The Equity Opportunity

In 1963, J. Stacy Adams, a workplace and behavioral psychologist, created equity theory and asserted that employees seek to maintain equity between the inputs that they bring to a job and the outcomes that they receive from it and compare these to the perceived inputs and outcomes of others. In simple language,
people expect to get back what they put in and that expectation is influenced by what they see others get back for what they put in.

For employees, inputs can consist of any of the following, ranging from the tangible to the less tangible: time, education, experience, effort, loyalty, hard work, commitment, ability, adaptability, flexibility, tolerance, determination, enthusiasm, personal sacrifice, trust in supervisors, and skill.

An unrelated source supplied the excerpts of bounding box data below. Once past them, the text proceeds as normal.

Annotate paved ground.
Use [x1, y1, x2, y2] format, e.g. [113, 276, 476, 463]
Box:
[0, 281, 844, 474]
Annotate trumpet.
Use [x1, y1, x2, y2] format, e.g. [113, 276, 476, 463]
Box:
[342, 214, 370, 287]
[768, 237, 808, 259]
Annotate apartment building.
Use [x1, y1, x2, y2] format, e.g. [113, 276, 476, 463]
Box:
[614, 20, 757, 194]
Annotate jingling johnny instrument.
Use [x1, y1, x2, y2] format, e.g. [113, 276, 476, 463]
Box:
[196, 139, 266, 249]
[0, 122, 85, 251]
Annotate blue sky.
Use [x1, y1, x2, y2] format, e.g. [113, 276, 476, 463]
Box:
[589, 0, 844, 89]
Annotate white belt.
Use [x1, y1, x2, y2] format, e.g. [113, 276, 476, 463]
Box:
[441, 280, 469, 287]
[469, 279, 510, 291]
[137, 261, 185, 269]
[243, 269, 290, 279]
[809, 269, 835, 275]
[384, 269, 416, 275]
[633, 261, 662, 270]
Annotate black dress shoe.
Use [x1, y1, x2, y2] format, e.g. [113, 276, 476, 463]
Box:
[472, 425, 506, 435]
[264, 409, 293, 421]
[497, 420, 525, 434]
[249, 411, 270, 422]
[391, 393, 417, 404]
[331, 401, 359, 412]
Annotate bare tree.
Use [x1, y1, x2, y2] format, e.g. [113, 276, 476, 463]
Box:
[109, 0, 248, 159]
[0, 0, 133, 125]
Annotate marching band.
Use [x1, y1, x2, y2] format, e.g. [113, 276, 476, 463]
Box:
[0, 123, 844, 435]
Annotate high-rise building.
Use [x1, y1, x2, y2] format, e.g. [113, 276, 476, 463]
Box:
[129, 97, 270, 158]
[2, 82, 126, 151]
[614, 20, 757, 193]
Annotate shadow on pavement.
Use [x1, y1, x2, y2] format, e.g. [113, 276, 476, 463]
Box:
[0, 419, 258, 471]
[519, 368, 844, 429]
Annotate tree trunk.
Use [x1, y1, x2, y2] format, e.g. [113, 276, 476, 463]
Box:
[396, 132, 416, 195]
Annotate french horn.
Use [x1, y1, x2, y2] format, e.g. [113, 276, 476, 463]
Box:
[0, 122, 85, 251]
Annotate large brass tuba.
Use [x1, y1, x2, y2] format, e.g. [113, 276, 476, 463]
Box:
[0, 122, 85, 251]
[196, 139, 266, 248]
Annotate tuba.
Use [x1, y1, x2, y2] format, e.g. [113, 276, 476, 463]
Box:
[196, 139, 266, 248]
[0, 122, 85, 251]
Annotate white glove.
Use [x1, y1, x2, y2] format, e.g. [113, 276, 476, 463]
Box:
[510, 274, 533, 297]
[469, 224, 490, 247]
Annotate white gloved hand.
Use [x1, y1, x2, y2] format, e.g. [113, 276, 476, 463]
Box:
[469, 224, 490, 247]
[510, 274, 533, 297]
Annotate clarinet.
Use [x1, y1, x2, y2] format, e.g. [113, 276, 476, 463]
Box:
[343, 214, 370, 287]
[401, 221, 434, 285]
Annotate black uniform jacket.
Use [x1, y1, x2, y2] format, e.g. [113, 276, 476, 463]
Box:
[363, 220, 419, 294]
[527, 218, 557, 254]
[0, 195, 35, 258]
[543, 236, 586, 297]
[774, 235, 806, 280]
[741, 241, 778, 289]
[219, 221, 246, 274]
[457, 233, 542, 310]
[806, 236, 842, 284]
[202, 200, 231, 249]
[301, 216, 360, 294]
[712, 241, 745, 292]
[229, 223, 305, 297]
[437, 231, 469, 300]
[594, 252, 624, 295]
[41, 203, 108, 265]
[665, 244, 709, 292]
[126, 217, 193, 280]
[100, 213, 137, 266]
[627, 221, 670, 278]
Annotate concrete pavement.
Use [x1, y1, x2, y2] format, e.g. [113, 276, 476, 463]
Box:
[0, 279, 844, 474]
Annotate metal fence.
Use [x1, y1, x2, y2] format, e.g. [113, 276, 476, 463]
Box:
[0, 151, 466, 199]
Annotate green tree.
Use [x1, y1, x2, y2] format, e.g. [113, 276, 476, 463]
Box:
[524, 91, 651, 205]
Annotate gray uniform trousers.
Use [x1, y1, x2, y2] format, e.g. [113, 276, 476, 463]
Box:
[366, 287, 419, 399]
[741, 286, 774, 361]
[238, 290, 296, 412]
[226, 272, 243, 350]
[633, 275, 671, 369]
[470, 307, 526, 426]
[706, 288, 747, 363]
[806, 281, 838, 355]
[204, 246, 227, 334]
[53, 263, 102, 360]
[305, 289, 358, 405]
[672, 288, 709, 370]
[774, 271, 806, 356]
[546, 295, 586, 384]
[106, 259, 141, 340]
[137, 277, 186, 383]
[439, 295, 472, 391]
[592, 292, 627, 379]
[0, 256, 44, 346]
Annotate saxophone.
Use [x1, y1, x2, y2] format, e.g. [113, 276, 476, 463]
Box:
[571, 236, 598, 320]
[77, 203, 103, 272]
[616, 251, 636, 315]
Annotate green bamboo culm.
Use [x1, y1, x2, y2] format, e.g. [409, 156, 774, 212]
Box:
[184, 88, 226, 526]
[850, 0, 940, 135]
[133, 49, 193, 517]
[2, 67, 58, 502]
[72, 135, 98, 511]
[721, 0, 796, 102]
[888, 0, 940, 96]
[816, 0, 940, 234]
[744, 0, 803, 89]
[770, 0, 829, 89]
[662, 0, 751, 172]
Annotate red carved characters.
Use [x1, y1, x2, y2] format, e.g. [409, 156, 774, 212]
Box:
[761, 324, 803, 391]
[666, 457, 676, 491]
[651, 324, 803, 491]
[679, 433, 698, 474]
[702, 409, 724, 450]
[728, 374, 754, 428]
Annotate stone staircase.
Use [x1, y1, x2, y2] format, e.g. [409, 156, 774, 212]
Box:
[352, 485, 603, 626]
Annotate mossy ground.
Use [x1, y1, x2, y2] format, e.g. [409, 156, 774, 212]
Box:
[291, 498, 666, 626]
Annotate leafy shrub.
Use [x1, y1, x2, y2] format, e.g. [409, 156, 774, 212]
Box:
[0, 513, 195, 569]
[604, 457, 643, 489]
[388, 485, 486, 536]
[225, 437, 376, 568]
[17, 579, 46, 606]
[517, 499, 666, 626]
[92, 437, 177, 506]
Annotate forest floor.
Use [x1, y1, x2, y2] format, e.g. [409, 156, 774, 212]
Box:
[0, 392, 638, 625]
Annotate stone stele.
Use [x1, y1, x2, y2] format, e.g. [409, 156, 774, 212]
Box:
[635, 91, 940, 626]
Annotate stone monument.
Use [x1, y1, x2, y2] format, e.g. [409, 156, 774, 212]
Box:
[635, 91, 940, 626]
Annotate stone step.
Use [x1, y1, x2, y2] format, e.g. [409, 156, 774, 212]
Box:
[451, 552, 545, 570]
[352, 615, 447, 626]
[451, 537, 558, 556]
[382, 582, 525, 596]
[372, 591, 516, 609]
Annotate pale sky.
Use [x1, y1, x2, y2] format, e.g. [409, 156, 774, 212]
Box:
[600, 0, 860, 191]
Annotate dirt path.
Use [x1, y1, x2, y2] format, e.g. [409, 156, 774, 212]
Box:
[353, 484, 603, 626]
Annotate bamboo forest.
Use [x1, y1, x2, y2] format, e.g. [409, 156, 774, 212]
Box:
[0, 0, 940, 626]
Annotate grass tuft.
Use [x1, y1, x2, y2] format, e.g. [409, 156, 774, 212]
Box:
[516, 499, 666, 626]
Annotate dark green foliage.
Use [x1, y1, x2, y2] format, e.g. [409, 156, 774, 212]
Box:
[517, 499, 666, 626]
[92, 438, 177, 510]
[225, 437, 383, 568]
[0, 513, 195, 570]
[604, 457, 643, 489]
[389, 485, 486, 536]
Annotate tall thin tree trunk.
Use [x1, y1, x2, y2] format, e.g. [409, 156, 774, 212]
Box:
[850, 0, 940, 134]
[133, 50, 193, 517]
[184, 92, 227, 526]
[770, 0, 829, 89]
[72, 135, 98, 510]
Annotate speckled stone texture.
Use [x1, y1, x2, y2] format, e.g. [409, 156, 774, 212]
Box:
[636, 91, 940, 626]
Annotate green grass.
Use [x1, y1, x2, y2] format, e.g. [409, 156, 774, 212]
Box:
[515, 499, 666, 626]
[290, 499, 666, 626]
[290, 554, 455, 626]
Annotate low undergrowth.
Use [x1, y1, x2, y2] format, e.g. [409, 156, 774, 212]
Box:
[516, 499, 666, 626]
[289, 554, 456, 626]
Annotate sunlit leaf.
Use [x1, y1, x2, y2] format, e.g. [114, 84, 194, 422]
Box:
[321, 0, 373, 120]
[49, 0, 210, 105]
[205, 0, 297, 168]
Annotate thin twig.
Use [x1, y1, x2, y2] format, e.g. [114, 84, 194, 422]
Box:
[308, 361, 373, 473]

On the other side of the equity theory equation, outcomes similarly consist of tangible and less tangible examples: job security, salary, employee benefit, paid expenses, recognition, reputation, responsibility, sense of achievement, praise, thanks, and stimuli. According to Adams, inequity not only impacts those who receive less, but also impacts those who receive more, who in turn, feel a sense of guilt.

Although established in 1963, equity theory has more relevance now as the number of employees who view the workplace as inequitable is growing and those who will voluntarily leave their jobs are estimated to reach 35% by 2023. This will create a financial burden that will be too great to overcome for most. However, for those who innovate and find a way to design equity into the workplace, this represents a potential source of competitive edge.